Why are some employers asking workers and would-be workers for their Facebook passwords?

Because, with U.S. unemployment hovering at 8.3%, they can.

"Unfortunately, in these economic times employers may exercise latitude in asking for the unreasonable," career coach Sandra Lamb said in an email. "But employees (and applicants) should be steadfast in asserting their rights to their personal life. If your FaceBook or other social media website password is requested (or required) that goes beyond a red flag--it's a deal breaker."

Even social media newbies know that you need to check and re-check your privacy settings on Facebook and other social networks at regular intervals to make sure employers don't see any content you don't wnat them to see. Or, better yet, don't post that content in the first place. But employees, job applicants and student athletes are increasingly being asked for their Facebook passwords so their overseers can check to see what content they may be hiding behind their privacy wall.

"If your Facebook or other social media website password is requested (or required) that goes beyond a red flag--it's a deal breaker." - Sandra Lamb
Increasingly, employers are testing the limits of how far they can go with social media companies. Employers have quite a bit off leeway on what they can and cannot do when crafting these policies, but it's also important for employees to assert their rights.

Tatyana Kanzaveli heard from his former employer when he took a new job as CEO of Getwear. Even though he no longer worked for the company, he was told he was violating their social media policy.

"I was quite surprised to hear from my ex-employer that I was not in compliance with their social media policies as I have not updated my personal Twitter profile info to reflect my new role," Kanzaveli said. "This 'requirement' has not been listed in any papers I signed with them when I started my employment."

Kenan L. Farrell, an Indianapolis attorney, notes that employees don't have a right to privacy or free speech in the workplace - in other words, you sacrifice some of those rights for the right to work for a private-sector employer. But employers should have policies in place to avoid discrepencies, and employees should ask questions when accepting an offer if social media use policies aren't explicitly laid out.

"As an initial point, employees should ask whether or not their employer has a social media policy so they know what is expected of them. Some companies are lenient, some are strict," Farrell said. "There's no right answer but it's important to set expectations. Employers should all have a social media policy in place by now, if only as a part of their standard employment polices."

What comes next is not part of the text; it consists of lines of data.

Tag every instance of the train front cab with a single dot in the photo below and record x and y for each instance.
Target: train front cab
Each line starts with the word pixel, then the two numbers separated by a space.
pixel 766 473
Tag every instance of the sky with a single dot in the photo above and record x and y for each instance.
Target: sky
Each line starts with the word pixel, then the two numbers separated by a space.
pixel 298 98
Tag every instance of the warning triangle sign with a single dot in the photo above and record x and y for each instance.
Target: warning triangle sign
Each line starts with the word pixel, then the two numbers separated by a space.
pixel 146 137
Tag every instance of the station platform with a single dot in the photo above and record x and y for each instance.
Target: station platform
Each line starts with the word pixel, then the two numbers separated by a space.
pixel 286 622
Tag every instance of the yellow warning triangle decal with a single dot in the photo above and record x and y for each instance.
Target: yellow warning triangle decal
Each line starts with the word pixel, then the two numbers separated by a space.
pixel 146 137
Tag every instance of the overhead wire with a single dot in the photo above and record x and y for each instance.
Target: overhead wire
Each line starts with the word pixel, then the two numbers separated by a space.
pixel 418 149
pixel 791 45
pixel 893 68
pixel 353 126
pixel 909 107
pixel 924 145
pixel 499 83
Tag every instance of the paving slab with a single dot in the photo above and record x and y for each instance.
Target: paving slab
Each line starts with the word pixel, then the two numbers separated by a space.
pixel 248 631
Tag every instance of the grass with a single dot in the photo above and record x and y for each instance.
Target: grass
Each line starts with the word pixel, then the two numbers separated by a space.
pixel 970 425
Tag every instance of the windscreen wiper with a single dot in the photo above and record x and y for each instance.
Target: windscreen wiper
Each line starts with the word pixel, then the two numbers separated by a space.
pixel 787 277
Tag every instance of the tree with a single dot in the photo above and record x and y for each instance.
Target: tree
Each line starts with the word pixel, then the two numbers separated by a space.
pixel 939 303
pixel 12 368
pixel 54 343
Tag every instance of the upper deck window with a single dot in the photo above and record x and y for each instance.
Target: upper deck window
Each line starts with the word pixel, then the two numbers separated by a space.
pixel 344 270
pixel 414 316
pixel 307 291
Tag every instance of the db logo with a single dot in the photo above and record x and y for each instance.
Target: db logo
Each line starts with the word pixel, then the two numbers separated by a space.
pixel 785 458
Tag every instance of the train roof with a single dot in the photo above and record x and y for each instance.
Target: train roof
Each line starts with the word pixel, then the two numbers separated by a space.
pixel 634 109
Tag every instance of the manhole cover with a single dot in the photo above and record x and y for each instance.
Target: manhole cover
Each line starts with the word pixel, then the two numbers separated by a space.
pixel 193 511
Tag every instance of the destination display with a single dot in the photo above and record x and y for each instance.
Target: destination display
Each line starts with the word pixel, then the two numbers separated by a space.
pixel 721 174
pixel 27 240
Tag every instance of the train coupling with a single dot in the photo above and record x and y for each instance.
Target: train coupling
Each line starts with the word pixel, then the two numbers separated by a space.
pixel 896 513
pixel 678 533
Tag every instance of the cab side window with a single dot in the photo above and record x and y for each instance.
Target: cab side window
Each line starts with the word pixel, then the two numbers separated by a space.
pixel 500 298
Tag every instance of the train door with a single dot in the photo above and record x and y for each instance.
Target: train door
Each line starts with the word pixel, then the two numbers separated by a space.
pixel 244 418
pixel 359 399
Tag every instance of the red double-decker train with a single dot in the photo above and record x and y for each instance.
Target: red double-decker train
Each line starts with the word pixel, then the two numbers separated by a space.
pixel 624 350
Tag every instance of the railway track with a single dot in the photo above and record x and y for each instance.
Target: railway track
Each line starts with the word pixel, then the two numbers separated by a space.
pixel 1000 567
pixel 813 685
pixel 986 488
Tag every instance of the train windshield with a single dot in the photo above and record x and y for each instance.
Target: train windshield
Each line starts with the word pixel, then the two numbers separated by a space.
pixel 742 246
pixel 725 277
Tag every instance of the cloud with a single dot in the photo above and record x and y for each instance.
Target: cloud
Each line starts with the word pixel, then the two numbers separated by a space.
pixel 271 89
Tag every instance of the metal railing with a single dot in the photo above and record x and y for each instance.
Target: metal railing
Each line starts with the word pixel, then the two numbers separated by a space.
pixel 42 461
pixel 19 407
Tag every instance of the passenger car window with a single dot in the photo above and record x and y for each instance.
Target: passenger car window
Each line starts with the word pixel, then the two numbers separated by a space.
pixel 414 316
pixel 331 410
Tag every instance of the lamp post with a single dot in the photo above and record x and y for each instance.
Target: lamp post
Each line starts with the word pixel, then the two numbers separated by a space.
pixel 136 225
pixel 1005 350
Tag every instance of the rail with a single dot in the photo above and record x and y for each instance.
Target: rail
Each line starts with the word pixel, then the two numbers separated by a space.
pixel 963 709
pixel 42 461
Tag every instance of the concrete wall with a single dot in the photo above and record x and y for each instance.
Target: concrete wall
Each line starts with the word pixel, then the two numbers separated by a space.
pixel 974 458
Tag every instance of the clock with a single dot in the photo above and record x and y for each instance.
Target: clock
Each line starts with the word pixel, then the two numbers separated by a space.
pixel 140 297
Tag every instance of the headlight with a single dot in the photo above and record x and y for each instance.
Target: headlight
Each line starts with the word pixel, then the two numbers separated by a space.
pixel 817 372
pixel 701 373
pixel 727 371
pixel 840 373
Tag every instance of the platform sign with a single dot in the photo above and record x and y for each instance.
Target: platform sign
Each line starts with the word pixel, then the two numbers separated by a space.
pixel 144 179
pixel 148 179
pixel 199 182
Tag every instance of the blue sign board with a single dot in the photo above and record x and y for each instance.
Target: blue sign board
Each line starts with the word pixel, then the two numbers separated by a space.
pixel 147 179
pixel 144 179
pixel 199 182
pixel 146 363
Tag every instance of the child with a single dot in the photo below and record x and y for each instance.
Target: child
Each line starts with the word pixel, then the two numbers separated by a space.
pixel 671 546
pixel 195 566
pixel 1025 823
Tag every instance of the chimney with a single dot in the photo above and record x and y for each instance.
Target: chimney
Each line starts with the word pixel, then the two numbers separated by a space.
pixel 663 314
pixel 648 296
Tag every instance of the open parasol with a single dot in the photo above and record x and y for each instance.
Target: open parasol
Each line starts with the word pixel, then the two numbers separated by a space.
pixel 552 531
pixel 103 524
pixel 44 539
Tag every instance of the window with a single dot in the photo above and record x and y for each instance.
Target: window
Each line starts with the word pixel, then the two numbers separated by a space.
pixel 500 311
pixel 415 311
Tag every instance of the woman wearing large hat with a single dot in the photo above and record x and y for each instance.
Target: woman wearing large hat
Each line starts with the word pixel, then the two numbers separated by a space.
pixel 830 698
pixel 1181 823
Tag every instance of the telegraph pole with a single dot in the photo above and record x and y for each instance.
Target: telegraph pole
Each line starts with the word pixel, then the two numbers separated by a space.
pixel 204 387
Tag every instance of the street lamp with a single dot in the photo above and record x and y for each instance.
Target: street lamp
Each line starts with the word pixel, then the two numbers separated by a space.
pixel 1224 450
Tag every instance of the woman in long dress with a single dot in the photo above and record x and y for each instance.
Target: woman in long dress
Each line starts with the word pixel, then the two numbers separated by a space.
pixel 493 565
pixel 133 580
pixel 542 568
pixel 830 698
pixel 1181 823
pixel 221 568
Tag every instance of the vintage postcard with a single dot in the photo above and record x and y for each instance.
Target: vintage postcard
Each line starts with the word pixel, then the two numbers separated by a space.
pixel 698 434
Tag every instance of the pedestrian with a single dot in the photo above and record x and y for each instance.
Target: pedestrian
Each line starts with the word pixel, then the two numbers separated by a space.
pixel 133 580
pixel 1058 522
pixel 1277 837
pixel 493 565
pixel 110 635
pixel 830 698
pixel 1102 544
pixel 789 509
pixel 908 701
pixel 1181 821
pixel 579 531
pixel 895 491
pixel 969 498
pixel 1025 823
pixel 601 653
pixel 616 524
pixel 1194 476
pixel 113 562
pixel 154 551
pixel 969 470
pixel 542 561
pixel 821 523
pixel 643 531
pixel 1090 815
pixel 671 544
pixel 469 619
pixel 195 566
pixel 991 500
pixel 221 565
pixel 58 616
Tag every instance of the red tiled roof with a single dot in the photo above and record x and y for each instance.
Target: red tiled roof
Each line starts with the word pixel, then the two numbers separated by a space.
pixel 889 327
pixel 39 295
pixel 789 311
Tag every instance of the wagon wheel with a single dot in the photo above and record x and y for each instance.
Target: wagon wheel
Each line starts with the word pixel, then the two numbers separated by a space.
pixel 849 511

In a recent presentation, Farrell outlined key points for employers looking to implement a policy that explicitly covers social media.

Lamb, the career coach, said employees should be proactive in inquiring about social media policies but should not shy away from asserting their rights to privacy in non-work time activities.

"To initiate the conversation and establish the rules, if they aren't laid out, assert your rights in a statement like, 'I'm very careful about my online social persona, and I realize it is personal. I don't participate in social media on organization time, and I ask that the organization respect my personal social media rights'," she said.